21 Jun

Daily Watch – Float gets off to bright start, Unions threaten oil industry

  • The CBN has cleared a foreign exchange demand backlog of $4.02 billion on the first day of the implementation of a new foreign exchange regime which allowed the naira to float freely and effectively reflect market realities for the first time. The regulator, through a Special Secondary Market Intervention Sales, cleared the forex demand backlog through spot and forward sales. CBN’s intervention in the market, according to a spokesman, was in line with its desire to promote a transparent, liquid and efficient market, and in order to engender market confidence and ensure credible price formation.
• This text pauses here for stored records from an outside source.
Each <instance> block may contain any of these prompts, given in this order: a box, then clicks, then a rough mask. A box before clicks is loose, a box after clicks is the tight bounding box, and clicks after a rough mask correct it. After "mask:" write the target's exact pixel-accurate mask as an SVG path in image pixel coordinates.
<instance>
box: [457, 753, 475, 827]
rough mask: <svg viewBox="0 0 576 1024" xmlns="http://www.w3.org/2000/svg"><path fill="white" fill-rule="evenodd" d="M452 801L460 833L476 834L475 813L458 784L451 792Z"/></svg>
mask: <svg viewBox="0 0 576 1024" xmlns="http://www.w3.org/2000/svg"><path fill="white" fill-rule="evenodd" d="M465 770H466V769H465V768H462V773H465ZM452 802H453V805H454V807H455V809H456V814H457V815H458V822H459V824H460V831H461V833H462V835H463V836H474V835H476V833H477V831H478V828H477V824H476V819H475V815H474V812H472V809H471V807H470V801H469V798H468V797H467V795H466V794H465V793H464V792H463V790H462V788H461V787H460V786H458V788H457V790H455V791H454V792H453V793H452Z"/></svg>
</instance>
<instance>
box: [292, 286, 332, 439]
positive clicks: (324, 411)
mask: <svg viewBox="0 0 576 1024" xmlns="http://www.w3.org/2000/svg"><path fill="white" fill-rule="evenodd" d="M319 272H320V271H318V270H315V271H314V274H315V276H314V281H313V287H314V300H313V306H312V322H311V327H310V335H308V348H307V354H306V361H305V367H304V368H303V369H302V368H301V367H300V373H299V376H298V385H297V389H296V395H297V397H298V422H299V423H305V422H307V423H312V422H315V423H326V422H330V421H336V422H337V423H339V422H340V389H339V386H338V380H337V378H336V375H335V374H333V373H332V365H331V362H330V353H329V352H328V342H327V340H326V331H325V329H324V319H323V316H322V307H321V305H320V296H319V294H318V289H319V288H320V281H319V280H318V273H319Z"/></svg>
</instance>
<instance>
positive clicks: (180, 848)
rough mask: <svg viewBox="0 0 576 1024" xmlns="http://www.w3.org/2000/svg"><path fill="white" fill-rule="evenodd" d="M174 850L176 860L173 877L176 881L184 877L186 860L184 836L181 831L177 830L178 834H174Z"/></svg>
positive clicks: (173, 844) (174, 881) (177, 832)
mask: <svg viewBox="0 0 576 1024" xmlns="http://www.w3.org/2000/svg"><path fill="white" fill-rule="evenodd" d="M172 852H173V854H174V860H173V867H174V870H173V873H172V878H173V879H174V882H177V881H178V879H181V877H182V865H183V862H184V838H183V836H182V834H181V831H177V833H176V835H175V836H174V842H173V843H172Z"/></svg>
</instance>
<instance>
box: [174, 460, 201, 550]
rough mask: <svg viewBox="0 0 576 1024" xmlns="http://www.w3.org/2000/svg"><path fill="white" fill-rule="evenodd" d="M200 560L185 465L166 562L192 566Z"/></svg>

The naira plunged 31 percent to ₦288.85 against the American dollar on Monday at the close of trading at the newly established interbank market; while it also depreciated at the parallel market where it closed at ₦346 per dollar, down from a band of between ₦330 and ₦335 on Friday.
  • The governor of Kwara, Abdulfattah Ahmed, says the school feeding programme by the FG for junior secondary school pupils in Nigeria, will help to stimulate local agriculture support schemes across in the country. Ahmed described the programme as a concrete effort in boosting human capital development in both education and agriculture. Ekiti governor, Ayodele Fayose had last week said that the school feeding programme must be done without the proposed 40 percent counterpart funding from the states. The National Home Grown School Feeding Strategic Plan was launched in early June by Vice-President Yemi Osinbajo and is targeted at twenty million children of school age across the country. The one-meal per day programme will be funded as part of the ₦500 billion earmarked in the 2016 budget to social investment programmes.
  • PENGASSAN has threatened to shut down operations and activities in the oil and gas industry if some employers in the industry do not stop what they call “anti-labour practices.” The union issued a seven-day ultimatum within which employers should end all anti-labour practices in their companies or risk an industrial action that would totally ground the oil and gas industry. The prospect of yet another oil employee shutdown in Nigeria’s oil industry threatens to worsen the economic slowdown in Africa’s largest economy which has been battered by the fall in oil prices since mid-2014 amid a drop in production this year to an almost three-decade low as militants bomb crude and gas pipelines.